(Bloomberg) -- A refinery in the key oil hub of Texas has suspended some of its operations due to a lack of oxygen supply amid the coronavirus pandemic, with authorities citing increased medical demand for the gas.
CITGO Refining and Chemical Co. will shut down part of its plant in Corpus Christi for four days to Sept. 6, the Texas Commission on Environmental Quality said in a filing. The reason given was a loss of third-party oxygen supply.
Oxygen supplies have been tightening in parts of the U.S. due to medical use of the gas as Covid-19 patients require intensive care.

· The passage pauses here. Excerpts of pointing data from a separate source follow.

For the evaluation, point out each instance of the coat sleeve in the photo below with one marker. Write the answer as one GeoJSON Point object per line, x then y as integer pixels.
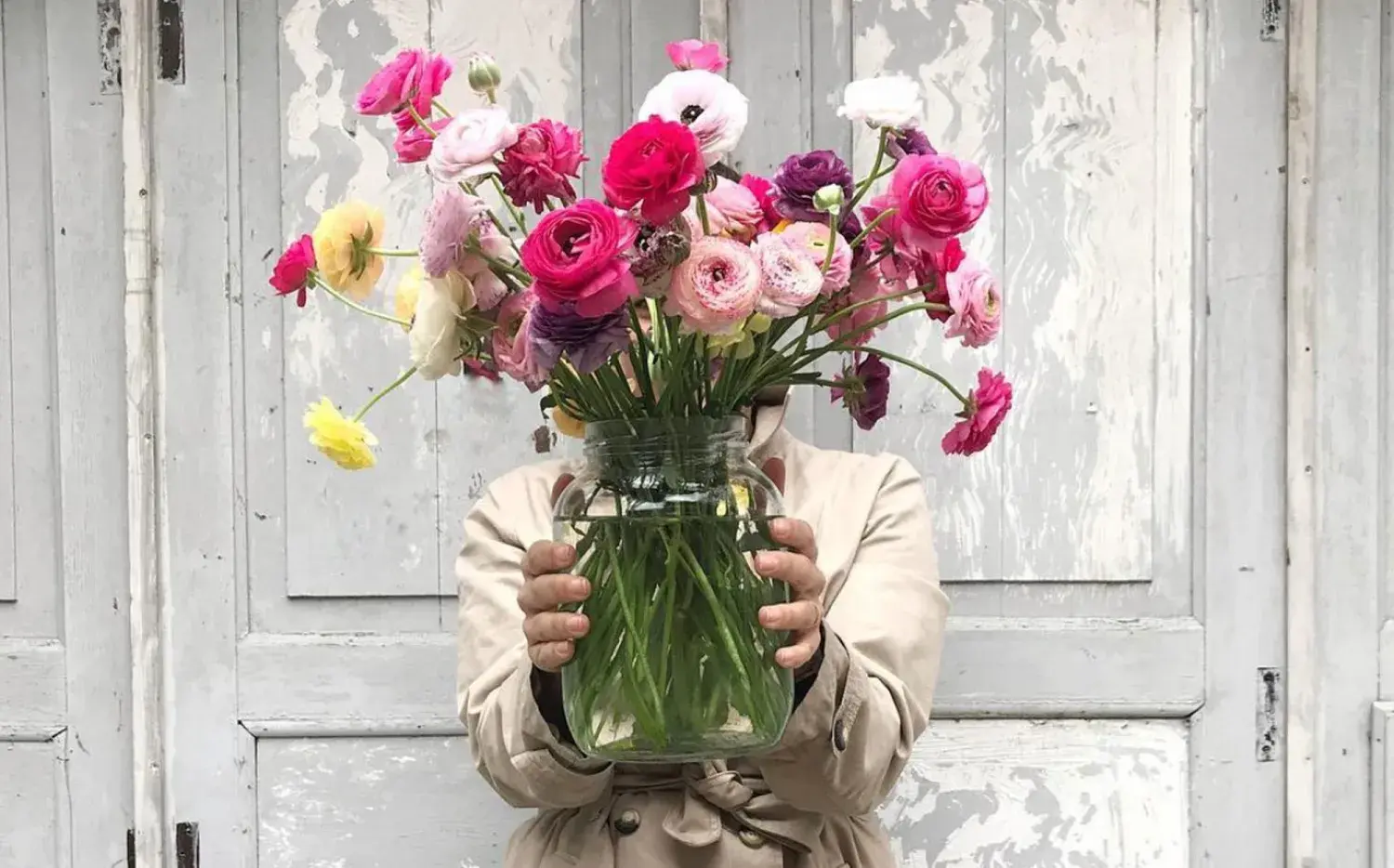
{"type": "Point", "coordinates": [515, 748]}
{"type": "Point", "coordinates": [852, 733]}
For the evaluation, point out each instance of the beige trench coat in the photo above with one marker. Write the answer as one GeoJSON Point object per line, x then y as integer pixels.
{"type": "Point", "coordinates": [808, 804]}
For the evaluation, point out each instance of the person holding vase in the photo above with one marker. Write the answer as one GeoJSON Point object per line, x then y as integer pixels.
{"type": "Point", "coordinates": [864, 625]}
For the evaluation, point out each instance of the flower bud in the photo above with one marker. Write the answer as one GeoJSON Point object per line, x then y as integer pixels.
{"type": "Point", "coordinates": [828, 200]}
{"type": "Point", "coordinates": [484, 74]}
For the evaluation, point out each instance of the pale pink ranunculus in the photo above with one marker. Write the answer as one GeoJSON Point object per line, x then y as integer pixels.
{"type": "Point", "coordinates": [697, 55]}
{"type": "Point", "coordinates": [987, 406]}
{"type": "Point", "coordinates": [708, 105]}
{"type": "Point", "coordinates": [512, 353]}
{"type": "Point", "coordinates": [468, 144]}
{"type": "Point", "coordinates": [788, 279]}
{"type": "Point", "coordinates": [733, 211]}
{"type": "Point", "coordinates": [811, 242]}
{"type": "Point", "coordinates": [939, 197]}
{"type": "Point", "coordinates": [976, 300]}
{"type": "Point", "coordinates": [414, 75]}
{"type": "Point", "coordinates": [717, 287]}
{"type": "Point", "coordinates": [452, 220]}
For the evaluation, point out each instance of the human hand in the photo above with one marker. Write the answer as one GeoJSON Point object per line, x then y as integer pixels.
{"type": "Point", "coordinates": [802, 616]}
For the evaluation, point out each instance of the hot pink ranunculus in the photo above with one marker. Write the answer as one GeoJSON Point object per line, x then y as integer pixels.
{"type": "Point", "coordinates": [574, 256]}
{"type": "Point", "coordinates": [939, 197]}
{"type": "Point", "coordinates": [788, 279]}
{"type": "Point", "coordinates": [414, 141]}
{"type": "Point", "coordinates": [855, 328]}
{"type": "Point", "coordinates": [413, 75]}
{"type": "Point", "coordinates": [697, 55]}
{"type": "Point", "coordinates": [733, 211]}
{"type": "Point", "coordinates": [981, 417]}
{"type": "Point", "coordinates": [543, 164]}
{"type": "Point", "coordinates": [466, 148]}
{"type": "Point", "coordinates": [811, 240]}
{"type": "Point", "coordinates": [764, 190]}
{"type": "Point", "coordinates": [654, 164]}
{"type": "Point", "coordinates": [292, 273]}
{"type": "Point", "coordinates": [978, 306]}
{"type": "Point", "coordinates": [510, 345]}
{"type": "Point", "coordinates": [717, 287]}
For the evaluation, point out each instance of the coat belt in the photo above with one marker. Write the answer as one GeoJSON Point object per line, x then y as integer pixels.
{"type": "Point", "coordinates": [713, 792]}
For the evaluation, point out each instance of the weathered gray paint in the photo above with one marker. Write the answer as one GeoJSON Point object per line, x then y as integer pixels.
{"type": "Point", "coordinates": [64, 647]}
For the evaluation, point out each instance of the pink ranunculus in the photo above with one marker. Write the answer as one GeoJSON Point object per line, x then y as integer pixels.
{"type": "Point", "coordinates": [466, 148]}
{"type": "Point", "coordinates": [855, 328]}
{"type": "Point", "coordinates": [733, 211]}
{"type": "Point", "coordinates": [576, 258]}
{"type": "Point", "coordinates": [934, 268]}
{"type": "Point", "coordinates": [978, 306]}
{"type": "Point", "coordinates": [697, 55]}
{"type": "Point", "coordinates": [510, 346]}
{"type": "Point", "coordinates": [452, 220]}
{"type": "Point", "coordinates": [413, 75]}
{"type": "Point", "coordinates": [414, 142]}
{"type": "Point", "coordinates": [788, 279]}
{"type": "Point", "coordinates": [766, 194]}
{"type": "Point", "coordinates": [811, 240]}
{"type": "Point", "coordinates": [654, 164]}
{"type": "Point", "coordinates": [939, 197]}
{"type": "Point", "coordinates": [292, 273]}
{"type": "Point", "coordinates": [541, 164]}
{"type": "Point", "coordinates": [986, 409]}
{"type": "Point", "coordinates": [717, 287]}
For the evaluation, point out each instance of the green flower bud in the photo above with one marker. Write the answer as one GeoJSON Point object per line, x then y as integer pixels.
{"type": "Point", "coordinates": [484, 74]}
{"type": "Point", "coordinates": [828, 200]}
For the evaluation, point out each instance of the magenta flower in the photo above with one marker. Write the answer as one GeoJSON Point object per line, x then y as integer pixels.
{"type": "Point", "coordinates": [864, 390]}
{"type": "Point", "coordinates": [983, 414]}
{"type": "Point", "coordinates": [978, 306]}
{"type": "Point", "coordinates": [697, 55]}
{"type": "Point", "coordinates": [541, 164]}
{"type": "Point", "coordinates": [292, 273]}
{"type": "Point", "coordinates": [413, 75]}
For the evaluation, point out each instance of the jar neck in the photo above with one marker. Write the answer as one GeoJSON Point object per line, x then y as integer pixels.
{"type": "Point", "coordinates": [691, 450]}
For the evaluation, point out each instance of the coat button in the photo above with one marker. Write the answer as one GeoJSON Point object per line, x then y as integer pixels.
{"type": "Point", "coordinates": [839, 734]}
{"type": "Point", "coordinates": [627, 822]}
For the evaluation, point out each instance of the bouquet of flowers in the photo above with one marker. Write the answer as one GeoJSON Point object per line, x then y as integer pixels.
{"type": "Point", "coordinates": [650, 320]}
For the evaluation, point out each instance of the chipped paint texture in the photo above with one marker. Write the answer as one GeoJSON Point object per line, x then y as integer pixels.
{"type": "Point", "coordinates": [1042, 795]}
{"type": "Point", "coordinates": [1076, 114]}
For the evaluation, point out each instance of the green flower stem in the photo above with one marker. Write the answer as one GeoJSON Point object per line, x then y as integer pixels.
{"type": "Point", "coordinates": [322, 284]}
{"type": "Point", "coordinates": [875, 169]}
{"type": "Point", "coordinates": [406, 375]}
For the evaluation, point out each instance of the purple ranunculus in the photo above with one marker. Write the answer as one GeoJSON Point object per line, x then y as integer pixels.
{"type": "Point", "coordinates": [909, 141]}
{"type": "Point", "coordinates": [585, 342]}
{"type": "Point", "coordinates": [864, 392]}
{"type": "Point", "coordinates": [802, 176]}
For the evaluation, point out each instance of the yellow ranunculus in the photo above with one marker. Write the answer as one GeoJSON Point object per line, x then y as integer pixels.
{"type": "Point", "coordinates": [348, 441]}
{"type": "Point", "coordinates": [409, 292]}
{"type": "Point", "coordinates": [342, 240]}
{"type": "Point", "coordinates": [568, 424]}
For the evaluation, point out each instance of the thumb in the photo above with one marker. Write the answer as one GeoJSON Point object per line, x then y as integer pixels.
{"type": "Point", "coordinates": [560, 486]}
{"type": "Point", "coordinates": [774, 468]}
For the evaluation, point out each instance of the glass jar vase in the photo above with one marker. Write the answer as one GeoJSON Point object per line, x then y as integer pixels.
{"type": "Point", "coordinates": [665, 519]}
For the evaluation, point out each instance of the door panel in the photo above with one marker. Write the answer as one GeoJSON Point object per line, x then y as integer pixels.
{"type": "Point", "coordinates": [314, 619]}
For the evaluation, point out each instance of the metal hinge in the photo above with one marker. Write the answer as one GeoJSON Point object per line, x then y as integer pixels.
{"type": "Point", "coordinates": [186, 846]}
{"type": "Point", "coordinates": [1269, 719]}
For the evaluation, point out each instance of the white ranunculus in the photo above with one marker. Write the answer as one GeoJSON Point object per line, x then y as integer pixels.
{"type": "Point", "coordinates": [713, 108]}
{"type": "Point", "coordinates": [886, 100]}
{"type": "Point", "coordinates": [435, 331]}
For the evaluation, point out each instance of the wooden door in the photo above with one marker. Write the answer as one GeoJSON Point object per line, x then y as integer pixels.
{"type": "Point", "coordinates": [64, 641]}
{"type": "Point", "coordinates": [1115, 560]}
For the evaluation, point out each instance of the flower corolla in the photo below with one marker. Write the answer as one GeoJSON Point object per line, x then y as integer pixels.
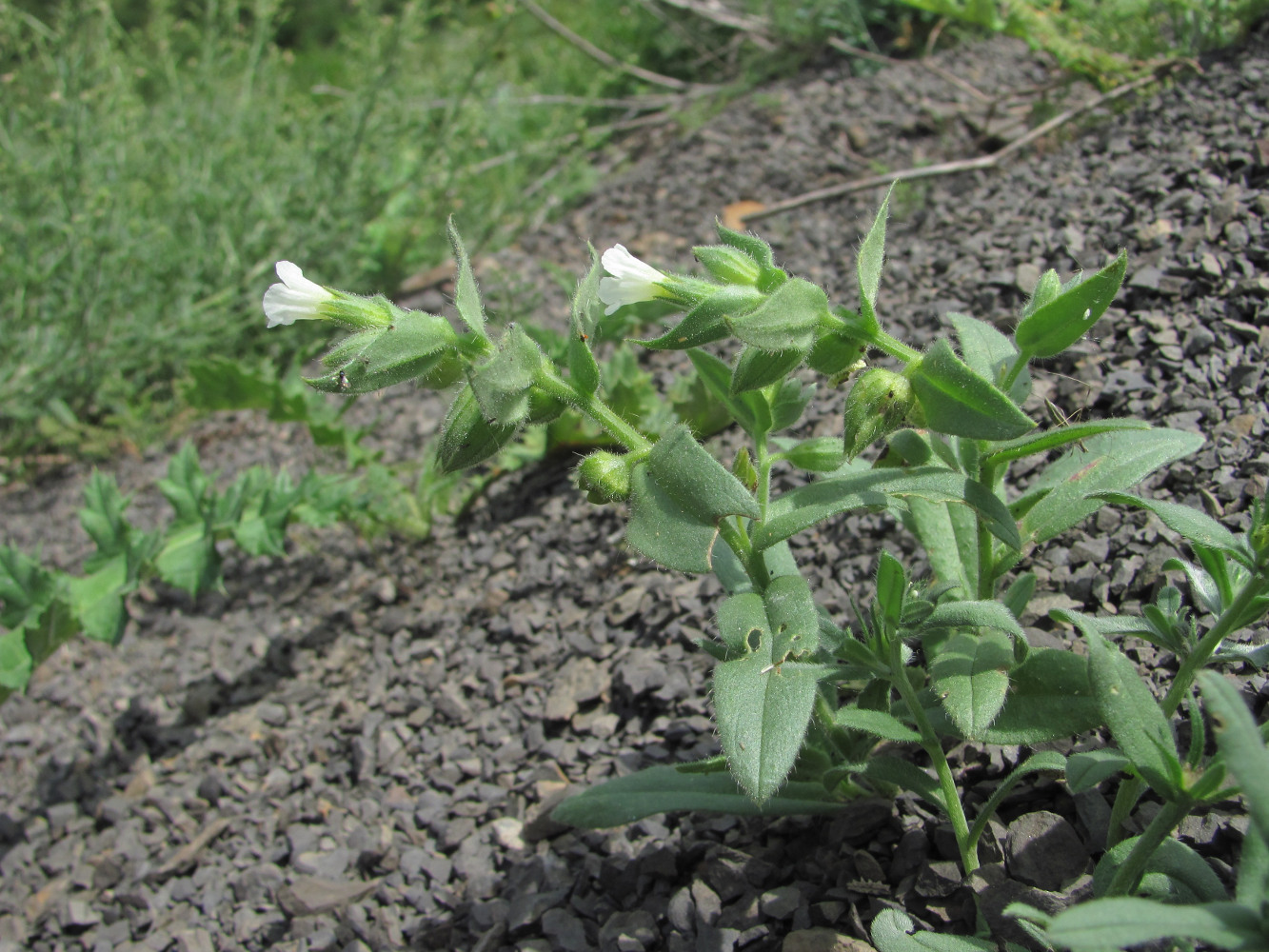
{"type": "Point", "coordinates": [294, 297]}
{"type": "Point", "coordinates": [632, 281]}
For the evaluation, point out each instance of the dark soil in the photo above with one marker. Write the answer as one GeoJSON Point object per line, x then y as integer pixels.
{"type": "Point", "coordinates": [357, 746]}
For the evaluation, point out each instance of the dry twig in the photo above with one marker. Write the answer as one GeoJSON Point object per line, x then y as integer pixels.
{"type": "Point", "coordinates": [986, 162]}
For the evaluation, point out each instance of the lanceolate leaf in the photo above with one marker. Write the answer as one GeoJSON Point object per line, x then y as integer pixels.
{"type": "Point", "coordinates": [1067, 318]}
{"type": "Point", "coordinates": [1113, 461]}
{"type": "Point", "coordinates": [971, 676]}
{"type": "Point", "coordinates": [1193, 525]}
{"type": "Point", "coordinates": [960, 402]}
{"type": "Point", "coordinates": [807, 506]}
{"type": "Point", "coordinates": [658, 790]}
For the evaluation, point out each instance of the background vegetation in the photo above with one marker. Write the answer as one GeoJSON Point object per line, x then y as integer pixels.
{"type": "Point", "coordinates": [157, 156]}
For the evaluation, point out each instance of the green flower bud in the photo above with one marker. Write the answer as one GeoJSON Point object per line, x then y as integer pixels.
{"type": "Point", "coordinates": [605, 478]}
{"type": "Point", "coordinates": [727, 265]}
{"type": "Point", "coordinates": [876, 407]}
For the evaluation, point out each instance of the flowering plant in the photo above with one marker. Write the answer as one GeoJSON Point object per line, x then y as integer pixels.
{"type": "Point", "coordinates": [808, 712]}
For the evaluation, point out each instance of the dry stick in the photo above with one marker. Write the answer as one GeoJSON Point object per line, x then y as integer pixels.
{"type": "Point", "coordinates": [597, 53]}
{"type": "Point", "coordinates": [841, 46]}
{"type": "Point", "coordinates": [986, 162]}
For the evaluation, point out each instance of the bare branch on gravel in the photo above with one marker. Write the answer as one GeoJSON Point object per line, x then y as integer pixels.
{"type": "Point", "coordinates": [986, 162]}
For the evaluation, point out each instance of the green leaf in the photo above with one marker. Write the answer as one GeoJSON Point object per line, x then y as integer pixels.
{"type": "Point", "coordinates": [415, 346]}
{"type": "Point", "coordinates": [750, 410]}
{"type": "Point", "coordinates": [1239, 741]}
{"type": "Point", "coordinates": [707, 322]}
{"type": "Point", "coordinates": [892, 931]}
{"type": "Point", "coordinates": [757, 368]}
{"type": "Point", "coordinates": [1131, 711]}
{"type": "Point", "coordinates": [964, 615]}
{"type": "Point", "coordinates": [872, 255]}
{"type": "Point", "coordinates": [502, 385]}
{"type": "Point", "coordinates": [1052, 327]}
{"type": "Point", "coordinates": [818, 455]}
{"type": "Point", "coordinates": [959, 402]}
{"type": "Point", "coordinates": [1058, 438]}
{"type": "Point", "coordinates": [990, 353]}
{"type": "Point", "coordinates": [583, 368]}
{"type": "Point", "coordinates": [762, 711]}
{"type": "Point", "coordinates": [971, 674]}
{"type": "Point", "coordinates": [467, 438]}
{"type": "Point", "coordinates": [466, 293]}
{"type": "Point", "coordinates": [1196, 526]}
{"type": "Point", "coordinates": [1113, 461]}
{"type": "Point", "coordinates": [1176, 872]}
{"type": "Point", "coordinates": [1086, 769]}
{"type": "Point", "coordinates": [658, 790]}
{"type": "Point", "coordinates": [906, 776]}
{"type": "Point", "coordinates": [1050, 697]}
{"type": "Point", "coordinates": [1117, 923]}
{"type": "Point", "coordinates": [96, 600]}
{"type": "Point", "coordinates": [785, 320]}
{"type": "Point", "coordinates": [678, 495]}
{"type": "Point", "coordinates": [807, 506]}
{"type": "Point", "coordinates": [877, 724]}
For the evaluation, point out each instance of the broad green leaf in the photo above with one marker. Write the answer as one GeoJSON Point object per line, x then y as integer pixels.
{"type": "Point", "coordinates": [894, 931]}
{"type": "Point", "coordinates": [1191, 524]}
{"type": "Point", "coordinates": [1119, 923]}
{"type": "Point", "coordinates": [763, 711]}
{"type": "Point", "coordinates": [971, 674]}
{"type": "Point", "coordinates": [466, 293]}
{"type": "Point", "coordinates": [990, 353]}
{"type": "Point", "coordinates": [96, 600]}
{"type": "Point", "coordinates": [757, 367]}
{"type": "Point", "coordinates": [467, 438]}
{"type": "Point", "coordinates": [583, 368]}
{"type": "Point", "coordinates": [1131, 711]}
{"type": "Point", "coordinates": [807, 506]}
{"type": "Point", "coordinates": [1052, 327]}
{"type": "Point", "coordinates": [785, 320]}
{"type": "Point", "coordinates": [872, 255]}
{"type": "Point", "coordinates": [959, 402]}
{"type": "Point", "coordinates": [1113, 461]}
{"type": "Point", "coordinates": [1058, 438]}
{"type": "Point", "coordinates": [877, 724]}
{"type": "Point", "coordinates": [1174, 872]}
{"type": "Point", "coordinates": [983, 615]}
{"type": "Point", "coordinates": [658, 790]}
{"type": "Point", "coordinates": [1239, 741]}
{"type": "Point", "coordinates": [678, 495]}
{"type": "Point", "coordinates": [707, 322]}
{"type": "Point", "coordinates": [415, 346]}
{"type": "Point", "coordinates": [1086, 769]}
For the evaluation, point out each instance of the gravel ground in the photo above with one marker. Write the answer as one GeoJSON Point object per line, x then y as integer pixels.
{"type": "Point", "coordinates": [357, 746]}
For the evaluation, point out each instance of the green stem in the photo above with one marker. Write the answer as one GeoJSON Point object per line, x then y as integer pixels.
{"type": "Point", "coordinates": [894, 347]}
{"type": "Point", "coordinates": [1128, 792]}
{"type": "Point", "coordinates": [594, 407]}
{"type": "Point", "coordinates": [934, 748]}
{"type": "Point", "coordinates": [1128, 875]}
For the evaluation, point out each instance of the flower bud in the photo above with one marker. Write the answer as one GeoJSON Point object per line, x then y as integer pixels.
{"type": "Point", "coordinates": [605, 478]}
{"type": "Point", "coordinates": [727, 265]}
{"type": "Point", "coordinates": [876, 407]}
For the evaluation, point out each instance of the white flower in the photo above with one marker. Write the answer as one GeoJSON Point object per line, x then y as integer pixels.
{"type": "Point", "coordinates": [632, 280]}
{"type": "Point", "coordinates": [294, 299]}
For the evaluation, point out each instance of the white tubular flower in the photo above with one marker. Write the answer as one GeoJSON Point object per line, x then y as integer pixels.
{"type": "Point", "coordinates": [294, 299]}
{"type": "Point", "coordinates": [632, 280]}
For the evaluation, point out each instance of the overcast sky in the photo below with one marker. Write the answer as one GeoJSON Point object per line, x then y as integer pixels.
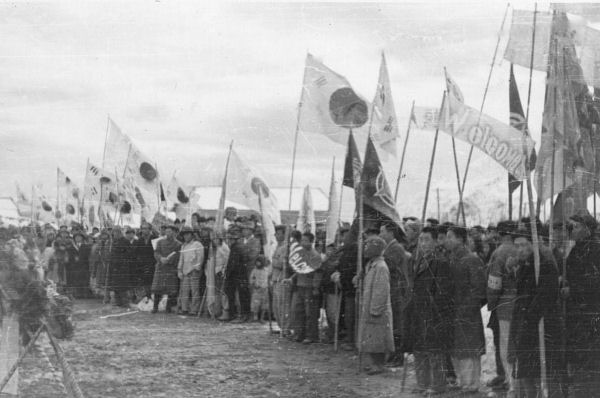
{"type": "Point", "coordinates": [185, 78]}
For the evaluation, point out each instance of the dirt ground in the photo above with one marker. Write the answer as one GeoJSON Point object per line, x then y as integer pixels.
{"type": "Point", "coordinates": [166, 355]}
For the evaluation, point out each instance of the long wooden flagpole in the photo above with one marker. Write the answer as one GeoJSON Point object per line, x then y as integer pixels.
{"type": "Point", "coordinates": [412, 108]}
{"type": "Point", "coordinates": [487, 85]}
{"type": "Point", "coordinates": [534, 231]}
{"type": "Point", "coordinates": [509, 200]}
{"type": "Point", "coordinates": [461, 209]}
{"type": "Point", "coordinates": [221, 211]}
{"type": "Point", "coordinates": [564, 221]}
{"type": "Point", "coordinates": [57, 195]}
{"type": "Point", "coordinates": [296, 138]}
{"type": "Point", "coordinates": [359, 267]}
{"type": "Point", "coordinates": [437, 133]}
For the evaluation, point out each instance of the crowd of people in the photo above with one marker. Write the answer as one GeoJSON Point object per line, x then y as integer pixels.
{"type": "Point", "coordinates": [418, 289]}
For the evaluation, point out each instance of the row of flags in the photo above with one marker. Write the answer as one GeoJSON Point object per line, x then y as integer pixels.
{"type": "Point", "coordinates": [329, 106]}
{"type": "Point", "coordinates": [129, 182]}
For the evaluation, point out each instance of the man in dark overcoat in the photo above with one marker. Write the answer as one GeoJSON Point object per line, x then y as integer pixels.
{"type": "Point", "coordinates": [397, 260]}
{"type": "Point", "coordinates": [583, 308]}
{"type": "Point", "coordinates": [431, 324]}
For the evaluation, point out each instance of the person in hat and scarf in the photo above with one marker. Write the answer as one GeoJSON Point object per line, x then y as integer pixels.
{"type": "Point", "coordinates": [535, 299]}
{"type": "Point", "coordinates": [78, 266]}
{"type": "Point", "coordinates": [375, 328]}
{"type": "Point", "coordinates": [165, 279]}
{"type": "Point", "coordinates": [189, 269]}
{"type": "Point", "coordinates": [582, 291]}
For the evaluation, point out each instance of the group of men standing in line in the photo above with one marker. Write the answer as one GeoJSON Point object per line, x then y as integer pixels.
{"type": "Point", "coordinates": [421, 289]}
{"type": "Point", "coordinates": [422, 292]}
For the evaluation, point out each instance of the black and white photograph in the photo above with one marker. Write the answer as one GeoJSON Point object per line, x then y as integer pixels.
{"type": "Point", "coordinates": [299, 199]}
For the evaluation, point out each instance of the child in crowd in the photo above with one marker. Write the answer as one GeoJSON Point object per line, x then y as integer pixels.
{"type": "Point", "coordinates": [259, 283]}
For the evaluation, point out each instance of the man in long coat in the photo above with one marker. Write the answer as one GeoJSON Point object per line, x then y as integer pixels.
{"type": "Point", "coordinates": [78, 267]}
{"type": "Point", "coordinates": [431, 325]}
{"type": "Point", "coordinates": [281, 292]}
{"type": "Point", "coordinates": [467, 273]}
{"type": "Point", "coordinates": [534, 301]}
{"type": "Point", "coordinates": [236, 279]}
{"type": "Point", "coordinates": [145, 260]}
{"type": "Point", "coordinates": [165, 275]}
{"type": "Point", "coordinates": [121, 266]}
{"type": "Point", "coordinates": [375, 322]}
{"type": "Point", "coordinates": [501, 294]}
{"type": "Point", "coordinates": [397, 259]}
{"type": "Point", "coordinates": [583, 319]}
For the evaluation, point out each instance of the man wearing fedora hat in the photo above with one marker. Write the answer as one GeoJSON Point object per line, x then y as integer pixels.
{"type": "Point", "coordinates": [237, 279]}
{"type": "Point", "coordinates": [189, 269]}
{"type": "Point", "coordinates": [583, 307]}
{"type": "Point", "coordinates": [250, 246]}
{"type": "Point", "coordinates": [165, 279]}
{"type": "Point", "coordinates": [78, 268]}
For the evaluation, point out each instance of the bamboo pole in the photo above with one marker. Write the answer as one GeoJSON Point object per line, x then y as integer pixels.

In recent days, Premier Inc., a supply-purchasing group, said hospitals in the U.S. Southeast were running low on oxygen, with the worst-hit left only 12 to 24 hours worth.
“CITGO West Plant will be shutting down its sulfur recovery unit B-train due to the loss of third-party O2 supply resulting from increased medical field demand,” the commission said. O2 is a chemical designation for oxygen.
Refineries use oxygen for combustion in sulfur-recovery units or catalytic crackers to produce high-quality gasoline and diesel. Rising virus caseloads in Texas have spurred the oil industry to step up vaccine and mask mandates.
A similar situation took place in India earlier this year when the Asian nation was hit by a crippling wave of cases that overwhelmed health care facilities. Local refiners such as Indian Oil Corp. diverted oxygen from industrial operations to hospitals, prompting processors to scale down operations.